Cable must surely know about the Laffer Curve. If you increase tax rates beyond a reasonable and modest level, you rapidly encounter diminishing returns, and very soon negative returns. This may be counter-intuitive, but it has been demonstrated over and over again in dozens of countries in recent decades. Reductions in the higher rate of tax can actually increase government revenues, and promote more rapid growth.
Modest taxes for the well-off obviously benefit higher earners: they also stimulate growth and jobs and investment, and generate vitally-needed employment for those on lower wages. They help everyone. Vince’s “fair taxes” are fair only in the sense that they make all of us, rich and poor alike, worse off.
Then we come to the Robin Hood Fallacy. Of course we are all familiar with stories of lottery winners who have blown millions in short order and ended up back in poverty. And if simply giving money to the poor were the solution, then Africa today should be rich, given the hundreds of millions of aid that have poured in over decades. More generally, just about every variety of socialism has been tried over the last century. The only equality it achieves is equality of misery. The theory of redistribution has been tested to destruction. It just doesn’t work, and there’s no sense in Vince, and the Coalition, trying again one more time.
The solution for poverty (in the UK as in Africa) is work and jobs, and this is being addressed manfully by Ian Duncan Smith. He knows that you solve poverty by getting people into jobs, and he’s determined to create a welfare structure geared to that objective. Work not only overcomes poverty. It creates proper pride and self-confidence and self-reliance, where hand-outs from the tax system only create dependency and hopelessness.

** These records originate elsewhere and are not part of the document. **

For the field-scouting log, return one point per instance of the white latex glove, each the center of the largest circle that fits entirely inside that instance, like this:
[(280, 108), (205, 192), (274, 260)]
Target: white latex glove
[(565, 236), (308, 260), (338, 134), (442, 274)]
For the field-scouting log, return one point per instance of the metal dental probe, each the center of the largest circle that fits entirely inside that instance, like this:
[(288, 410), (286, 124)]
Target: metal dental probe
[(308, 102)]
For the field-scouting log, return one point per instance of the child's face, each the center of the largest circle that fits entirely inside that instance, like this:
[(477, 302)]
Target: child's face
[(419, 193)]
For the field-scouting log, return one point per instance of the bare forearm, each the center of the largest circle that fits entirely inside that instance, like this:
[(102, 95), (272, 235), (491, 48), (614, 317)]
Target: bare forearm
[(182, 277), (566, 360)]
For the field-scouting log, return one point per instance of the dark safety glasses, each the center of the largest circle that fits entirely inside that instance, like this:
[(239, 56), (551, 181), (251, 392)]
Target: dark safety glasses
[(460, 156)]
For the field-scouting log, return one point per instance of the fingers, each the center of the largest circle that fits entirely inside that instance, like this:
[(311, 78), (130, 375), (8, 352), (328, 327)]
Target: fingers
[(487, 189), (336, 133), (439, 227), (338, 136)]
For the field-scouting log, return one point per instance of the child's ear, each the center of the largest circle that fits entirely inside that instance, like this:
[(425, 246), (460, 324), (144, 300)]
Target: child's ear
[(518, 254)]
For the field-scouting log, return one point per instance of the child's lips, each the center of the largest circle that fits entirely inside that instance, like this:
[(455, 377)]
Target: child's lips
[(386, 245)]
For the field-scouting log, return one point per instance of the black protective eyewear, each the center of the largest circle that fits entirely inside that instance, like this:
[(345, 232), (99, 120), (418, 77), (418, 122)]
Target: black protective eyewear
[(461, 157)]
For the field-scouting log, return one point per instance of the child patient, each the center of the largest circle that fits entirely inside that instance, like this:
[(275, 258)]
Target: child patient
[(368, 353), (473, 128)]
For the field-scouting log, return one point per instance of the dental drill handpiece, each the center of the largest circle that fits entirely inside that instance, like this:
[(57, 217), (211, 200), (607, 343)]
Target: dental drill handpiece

I hope very much that George Osborne will decide to point out to Vince that he as Chancellor sets the UK’s tax policy, and that he understands the Laffer Curve, even if Vince doesn’t. I hope he will also insist on reviewing Labour’s 50% tax legacy – a prime example of a tax that exists purely for presentational reasons, a tax that will not increase revenues, but will suppress growth, investment and jobs. It’s time to put Vince Cable back in his box.
Vince has declared that a redistributive tax policy is a “Red Line Issue” for him in the coalition. It’s also a Red Line Issue for many Conservatives. The problem is, we’re on the other side of Vince’s Red Line.
That great Liberal Prime Minister William Gladstone said that “wealth should be left to fructify in the pockets of the people”. Gladstone was right. Vince Cable is wrong.